Ten key truths

In the spirit of "ten unavoidable security truths", and numerous other top-ten lists, here’s a list of ten key truths that apply to public / private key pairs:

  1. Your private key has to be private to you. It cannot be created by anyone else.
  2. Anyone who has your private key is you, for the purposes to which that key is applied.
  3. If you have a private key that was generated by your employer, then that key identifies you as a part of the employer. It cannot be used to uniquely identify you, because the key was generated under your employer’s control.
  4. Keys associated with expired or revoked certificates are not always useless – you can use them to decrypt a file that they encrypted a long time ago; you can also verify the time-stamped signature of a document, if the certificate was valid at the time of the signature.
  5. A key is a number – it cannot expire, it is the associated certificate that expires. Similarly, the certificate, not the key, is what is revoked after exposure.
  6. A key is not a certificate. A certificate is a statement (usually of ownership) about a key pair, and contains the public key.
  7. Too short of a key is no key at all, and an exposed private key is no key at all.
  8. Protecting a password or key by encrypting it may do nothing more than extend the problem by a level – now you have to protect the key used to encrypt the password / key.
  9. Revocation of a certificate applies only to trusting parties who actually bother to check for revocation.
  10. A key derived from a password has the same strength as the password, no matter how long the key.

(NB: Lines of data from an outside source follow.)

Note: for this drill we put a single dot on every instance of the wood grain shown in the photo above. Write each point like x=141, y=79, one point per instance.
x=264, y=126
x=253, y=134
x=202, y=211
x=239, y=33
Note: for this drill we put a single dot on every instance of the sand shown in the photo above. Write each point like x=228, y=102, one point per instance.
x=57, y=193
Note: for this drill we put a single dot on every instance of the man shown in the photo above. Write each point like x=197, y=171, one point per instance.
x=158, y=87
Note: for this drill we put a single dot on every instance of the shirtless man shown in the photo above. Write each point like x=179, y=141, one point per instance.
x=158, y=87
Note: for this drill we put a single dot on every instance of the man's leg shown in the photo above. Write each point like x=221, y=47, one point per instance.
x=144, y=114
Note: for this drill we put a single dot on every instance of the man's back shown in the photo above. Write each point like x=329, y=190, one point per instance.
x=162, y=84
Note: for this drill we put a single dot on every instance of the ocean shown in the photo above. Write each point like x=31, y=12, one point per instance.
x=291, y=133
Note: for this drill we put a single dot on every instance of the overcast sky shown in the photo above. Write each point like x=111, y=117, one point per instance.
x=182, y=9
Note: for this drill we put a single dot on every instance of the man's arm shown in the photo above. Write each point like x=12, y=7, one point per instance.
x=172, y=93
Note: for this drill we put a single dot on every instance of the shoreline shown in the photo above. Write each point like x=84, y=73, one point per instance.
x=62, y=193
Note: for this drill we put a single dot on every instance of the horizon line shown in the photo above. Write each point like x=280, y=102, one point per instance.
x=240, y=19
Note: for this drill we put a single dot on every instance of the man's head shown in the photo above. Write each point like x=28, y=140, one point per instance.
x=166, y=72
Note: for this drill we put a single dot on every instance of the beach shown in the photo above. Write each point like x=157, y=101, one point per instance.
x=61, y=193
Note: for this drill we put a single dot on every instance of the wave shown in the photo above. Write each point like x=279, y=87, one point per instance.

Note that this list describes what happens when cryptography is working perfectly. There are other key facts that apply to broken cryptography and broken process:

  1. You cannot increase entropy by repeating bits, or by padding with constant or predictable values.
  2. If someone creates a private key for you, they can become you using that key.
  3. Protecting anything by using a password or key to feed a yes/no gate requires the attacker to only fool the yes/no gate. Encrypted USB drive manufacturers found this out recently to their embarrassment.
  4. Inventing your own crypto – or the processes around it – is always a bad idea. Research others’ ideas and use them, particularly published standards.
  5. Even the longest strongest key in the world can be defeated by a big enough bribe to the key-holder.
    1. If the price of a card number on the black market is $1, then access to a million card numbers is equivalent to a million dollars. Who do you pay well enough that they can ignore that value?
  6. A key or password that is never updated as it passes through many hands is vulnerable to abuse by each of those hands.
  7. Broken cryptographic algorithms cannot be made better by increasing the length of the key or by applying the algorithm more times.
  8. All cryptographic algorithms become broken in time. The trick is to choose one that lasts longer than your need to protect your data.
  9. When you lose the private key through insufficient key management, you have lost the data it protected.
  10. Even a good cryptographic algorithm can be destroyed by a poor key-generation algorithm.

Note that these lists are rather arbitrarily scoped to ten – there may be more important truths I’ve forgotten, or items I’ve included that aren’t really so important.

2 thoughts on “Ten key truths”

  1. A nuance you’re leaving out of the password strength == key strength equation is the work factor involved in testing the password. The whole point of cryptography is to hold off the attacker for long enough that the information loses value. A password that will do this when it can be attacked with 1000 cracks/sec can be substantially weaker than a password that has to hold up to 1M cracks/sec. This is why it is always advisable to use a good KDF and a high spin count. I’m sure you don’t mean to imply that someone should just feed the password in as the key, but someone might take this last item that way, which would be a mistake.

    Another nuance is that there’s a difference between a broken algorithm and what’s currently an acceptable key length – for example a 2048 bit RSA key is just fine, 768 bit, not so much…

  2. You’re right – there’s a number of subtle nuances missed out here. Second list, item 9, for instance, needs to be fleshed out with “and that is a good thing”.
    That should, of course, be a lesson to the reader – any “top ten list” or check-list is only a guide. There’s more to security in particular, or life in general, than simply applying by rote a sequence of actions.
    Knowing the rules, and understanding their cause, is essential to knowing when the rules should be broken, and how to do so most effectively.
    One of my favourite “when to break the rules” is “when you should say ‘these keys don’t need to be managed” – there are many cases in which it’s cheaper to re-create the data under protection than it is to maintain key management.